In [1]:
import json
import numpy as np
from scipy.stats import mannwhitneyu, wilcoxon

# Load the sampled FQE values from JSON file

In [5]:
file_path = r"../reports/output_policy_utility/boostrapped_results_fixed_learned_policies.json"
with open(file_path, 'r') as f:
    data = json.load(f)
    
    
original_vals = np.asarray(data["policies"]["original_30"]["all_bootstrap_values"], dtype=float)
synthetic_60_vals = np.asarray(data["policies"]["synthetic_60"]["all_bootstrap_values"], dtype=float)
synthetic_100_vals = np.asarray(data["policies"]["synthetic_100"]["all_bootstrap_values"], dtype=float)
merged_vals = np.asarray(data["policies"]["merged_120"]["all_bootstrap_values"])

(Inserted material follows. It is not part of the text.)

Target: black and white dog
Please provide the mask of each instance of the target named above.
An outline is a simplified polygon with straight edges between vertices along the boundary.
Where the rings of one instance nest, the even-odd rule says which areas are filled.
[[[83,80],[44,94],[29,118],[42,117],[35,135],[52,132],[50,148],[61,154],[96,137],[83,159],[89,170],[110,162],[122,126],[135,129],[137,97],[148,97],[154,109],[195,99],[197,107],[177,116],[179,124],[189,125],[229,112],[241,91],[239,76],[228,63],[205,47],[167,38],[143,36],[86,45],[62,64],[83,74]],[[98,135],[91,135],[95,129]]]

send_no_message = np.asarray(data["policies"]["fixed_action_0"]["all_bootstrap_values"], dtype=float)
send_encouraging_message = np.asarray(data["policies"]["fixed_action_1"]["all_bootstrap_values"], dtype=float)  
send_informing_message = np.asarray(data["policies"]["fixed_action_2"]["all_bootstrap_values"], dtype=float)
send_affirming_message = np.asarray(data["policies"]["fixed_action_3"]["all_bootstrap_values"], dtype=float)


fixed_policies = {
    "No_Message": send_no_message,
    "Encouraging": send_encouraging_message,
    "Informing": send_informing_message,
    "Affirming": send_affirming_message
}

learned_policies = {
    "Original_30": original_vals,
    "Synthetic_60": synthetic_60_vals,
    "Synthetic_100": synthetic_100_vals,
    "Merged_120": merged_vals
}

test_100 = {
    "Original_30": original_vals,
    "Synthetic_60": synthetic_60_vals,
    "Merged_120": merged_vals, 
    "No_Message": send_no_message,
    "Encouraging": send_encouraging_message,
    "Informing": send_informing_message,
    "Affirming": send_affirming_message
}

test_merged = {
    "Original_30": original_vals,
    "Synthetic_60": synthetic_60_vals,
    "Synthetic_100": synthetic_100_vals, 
    "No_Message": send_no_message,
    "Encouraging": send_encouraging_message,
    "Informing": send_informing_message,
    "Affirming": send_affirming_message
}

synthetic_datasets = {
    "Synthetic_60": synthetic_60_vals,
    "Synthetic_100": synthetic_100_vals,
    "Merged_120": merged_vals
}




# Test the hypothesis that the learned policies are better than the fixed policies

In [6]:
wilcoxon_results = {}
p_values = []
comparisons = []


for policy_name, policy_vals in test_100.items():
    stat, p = wilcoxon(synthetic_100_vals, policy_vals, alternative='greater')
    comp = f"Synthetic_100 vs {policy_name}"
    wilcoxon_results[comp] = (stat, p)
    p_values.append(p)
    comparisons.append(comp)


In [7]:
wilcoxon_results

In [12]:
# Test the synthetic data policies against the orignal 
wilcoxon_results_merged = {}
p_values_merged = []
comparisons_merged = []

for policy_name, policy_vals in synthetic_datasets.items():
    stat, p = wilcoxon(policy_vals, original_vals, alternative='greater')
    comp = f"{policy_name}vs Orignal Dataset"
    wilcoxon_results_merged[comp] = (stat, p)
    p_values_merged.append(p)
    comparisons_merged.append(comp)

In [13]:
wilcoxon_results_merged